As a sighted person, I enjoyed an active social life. I visited lots of places, did many things, and dated quite often. Now I am blind, and I want to date. I also want love and perhaps marry as well. Where do I start? How would I meet her? Honestly, I had many reasons to be hesitant about getting back on the dating scene, but none bigger than wondering how to get started.
As I began hanging with friends, I quickly realized that an answer to my “how-to get started” question was to just get out there in the mix with other people. I was able to mingle and socialize, and before long I was feeling like my old self again.
I have been on the dating scene for several years now, and I have learned some things about sighted people’s perception of a blind person’s approach to dating. It seems that some sighted folks think that the physical appearance of a blind person’s prospective date is irrelevant to him or her. I also learned that some sighted folks don’t believe that a blind person could fall head over heels for someone after just one conversation. From my experience, neither the former nor latter is true.
Personally, I am constantly asking my friends to describe the person who I am speaking with.
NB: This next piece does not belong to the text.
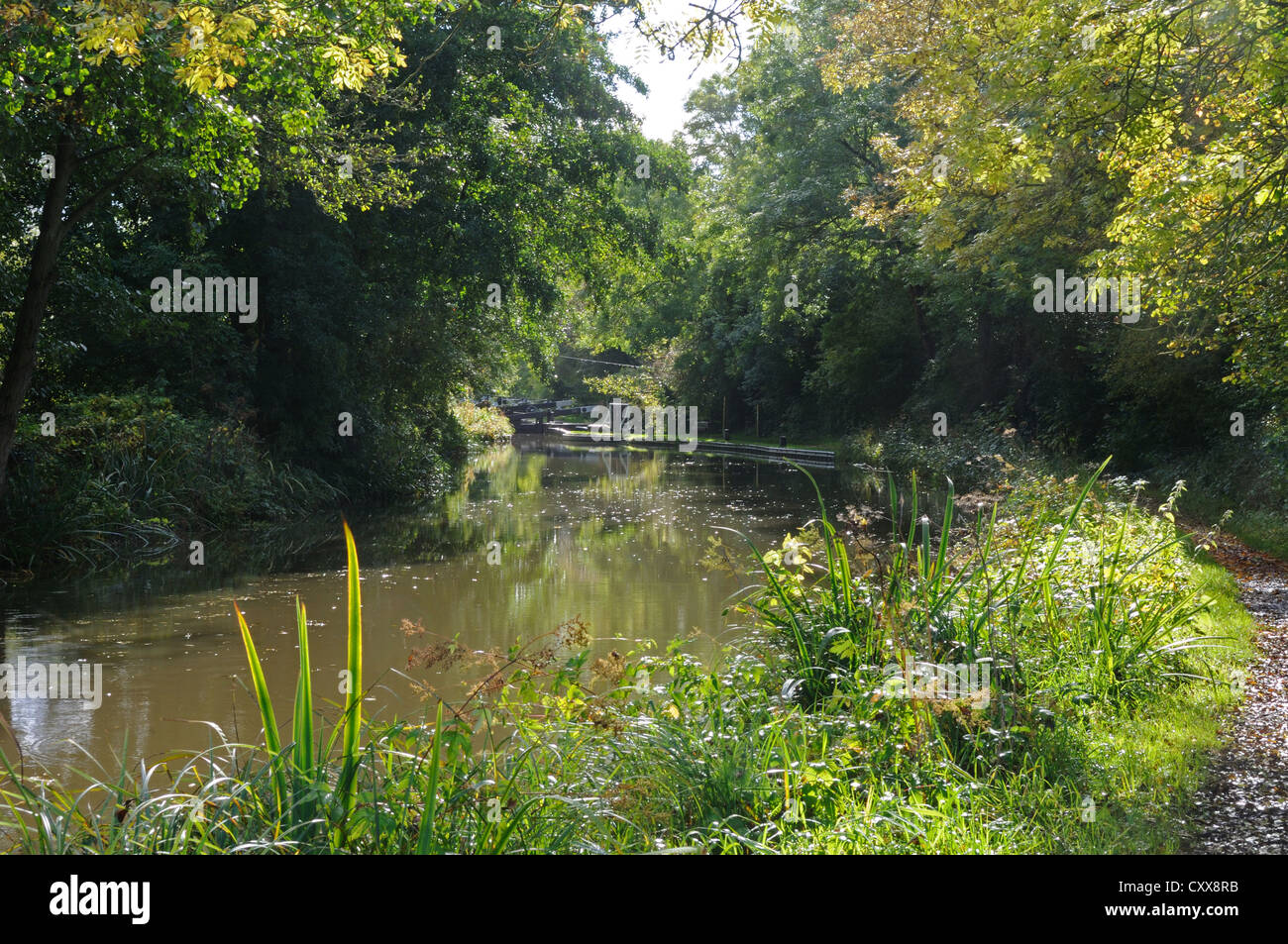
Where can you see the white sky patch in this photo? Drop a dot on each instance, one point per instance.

Or, if I have a picture of them, I will ask the same. Why do I need to have this information? Just like our sighted counterparts, we are influenced by media, culture, fads etc. We are getting the same information as everyone else. So, the same standards held for beauty and beyond by sighted people, are more often the same for blind folks as well.
As for the latter, it is absolutely possible for a blind person to experience love at first sight! well, not actual sight, but definitely at first encounter. A sighted person can be moved, enamored, or mesmerized by seeing someone’s physical attributes, for the very first time. So too can a blind person experience those feelings via a conversation, a touch, or the voice of another the very first time they encounter them.
In addition to learning some things about a sighted person’s perspective on how the dating experience is for the blind, I’ve found more information on how blind individuals view dating and relationships overall. Personally, I discovered that blind people view dating, love, and marriage in a similar, if not exactly the same, as sighted folks. Whether we are dating a blind or sighted person, we want the same things out of that relationship as everyone else. We want love, respect, companionship, honesty, trust, and commonality to name a few.
Do blind people enter into relationships for the wrong reasons? Yes, as do the sighted. Both sighted and blind folks have some of the same type of concerns when it comes to relationships. We ask similar questions of ourselves pertaining to whether we really like a person or if it is what they have or what they represent and vice versa. Many people may be surprised by the similarities between blind dating and sighted dating. Honestly, there is very little difference.
As far as my personal experience dating as a blind person, it has gone very well. At the beginning I was extremely nervous and anxious because it was so very new for me. If you are blind and just getting out on the dating scene, just know this: The better your blindness skills are, the more confidence you have, and the happier you are with yourself, these will all bode very well for you as you venture out into the dating scene! Dr. Jernigan of the NFB said that being blind is respectable. Be the best blind person you can be and take your rightful place in whatever space you choose to be.